U.S. Developments
FinCEN and Others Issue Joint Statement on BSA/AML Examinations
The Financial Crimes Enforcement Network (FinCEN) and several other federal banking regulators, including the Federal Deposit Insurance Corporation, National Credit Union Administration, the Office of the Comptroller of the Currency, and the Board of Governors of the Federal Reserve, issued a joint statement on Bank Secrecy Act and Anti-Money Laundering (BSA/AML) examinations of bank compliance programs. The joint statement does not establish new requirements, but rather is an effort to provide additional transparency regarding the risk-based approach these regulators take when conducting their examinations.
The joint statement provides that federal regulators examining bank BSA/AML compliance programs will adjust the scope of their examinations to match a bank’s overall risk profile.

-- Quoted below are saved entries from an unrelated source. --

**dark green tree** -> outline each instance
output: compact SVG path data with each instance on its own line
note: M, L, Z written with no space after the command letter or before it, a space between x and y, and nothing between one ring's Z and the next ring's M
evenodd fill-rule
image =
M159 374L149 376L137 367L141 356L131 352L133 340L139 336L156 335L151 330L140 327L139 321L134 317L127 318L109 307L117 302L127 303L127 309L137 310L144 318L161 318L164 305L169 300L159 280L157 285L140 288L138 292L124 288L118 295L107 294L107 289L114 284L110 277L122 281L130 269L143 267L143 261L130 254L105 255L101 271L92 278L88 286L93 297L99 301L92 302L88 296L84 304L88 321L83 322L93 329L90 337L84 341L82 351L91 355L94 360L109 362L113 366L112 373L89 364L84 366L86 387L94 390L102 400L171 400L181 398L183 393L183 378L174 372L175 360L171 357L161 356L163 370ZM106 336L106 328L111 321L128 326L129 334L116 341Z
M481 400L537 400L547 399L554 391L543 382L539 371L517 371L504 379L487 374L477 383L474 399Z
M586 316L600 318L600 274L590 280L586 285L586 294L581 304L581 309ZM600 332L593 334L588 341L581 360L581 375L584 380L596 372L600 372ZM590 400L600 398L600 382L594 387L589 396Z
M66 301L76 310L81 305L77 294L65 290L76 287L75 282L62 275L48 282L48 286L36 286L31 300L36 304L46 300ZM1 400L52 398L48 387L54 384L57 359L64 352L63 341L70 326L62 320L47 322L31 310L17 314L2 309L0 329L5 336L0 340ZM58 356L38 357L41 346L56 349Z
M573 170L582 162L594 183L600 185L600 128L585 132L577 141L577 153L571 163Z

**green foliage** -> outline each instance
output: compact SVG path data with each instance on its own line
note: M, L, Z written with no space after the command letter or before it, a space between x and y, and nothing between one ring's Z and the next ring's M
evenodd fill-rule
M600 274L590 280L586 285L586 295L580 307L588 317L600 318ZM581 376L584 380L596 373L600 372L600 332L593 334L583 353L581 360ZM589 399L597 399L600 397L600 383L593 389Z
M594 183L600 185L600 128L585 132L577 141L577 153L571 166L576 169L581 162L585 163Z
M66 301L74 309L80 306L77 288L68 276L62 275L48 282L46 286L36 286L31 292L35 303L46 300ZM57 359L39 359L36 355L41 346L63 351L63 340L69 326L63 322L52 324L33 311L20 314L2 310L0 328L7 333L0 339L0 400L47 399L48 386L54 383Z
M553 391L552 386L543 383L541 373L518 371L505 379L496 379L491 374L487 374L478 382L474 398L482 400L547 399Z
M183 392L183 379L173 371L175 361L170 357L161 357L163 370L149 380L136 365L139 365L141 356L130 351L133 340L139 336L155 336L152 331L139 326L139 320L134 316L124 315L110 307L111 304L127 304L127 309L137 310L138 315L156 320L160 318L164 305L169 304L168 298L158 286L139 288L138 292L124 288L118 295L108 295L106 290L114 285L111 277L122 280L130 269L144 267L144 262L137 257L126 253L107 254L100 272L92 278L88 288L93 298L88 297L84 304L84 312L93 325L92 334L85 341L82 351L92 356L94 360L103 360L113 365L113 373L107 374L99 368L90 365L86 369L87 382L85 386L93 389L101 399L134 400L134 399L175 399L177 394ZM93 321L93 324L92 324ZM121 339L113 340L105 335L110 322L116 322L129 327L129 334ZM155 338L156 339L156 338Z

The statement lists a number of common practices to determine a bank’s risk profile, including the following:
- Leveraging available information, including the bank’s BSA/AML risk assessment, independent testing or audits, analyses and conclusions from previous examinations, and other information available through the off-site monitoring process or a request letter to the bank;
- Contacting banks between examinations or prior to finalizing the scope of an examination, and;
- Considering the bank’s ability to identify, measure, monitor, and control risks.
The joint statement also notes that this risk-based approach allows regulators to direct more resources to higher-risk areas and fewer to lower-risk areas during examinations.
Utah Becomes Third State to Create Fintech Sandbox
Recently, Utah joined Arizona and Wyoming as states who have created regulatory sandboxes for fintech companies developing innovative financial products or services.
Under the new law, companies that have a physical location in Utah and commit to test only with state residents, can test new products or services without licenses or authorizations traditionally required for up to 24 months. Companies accepted into Utah’s sandbox must provide certain information to the state prior to testing, including how the product or service will be tested and the possible risks to consumers.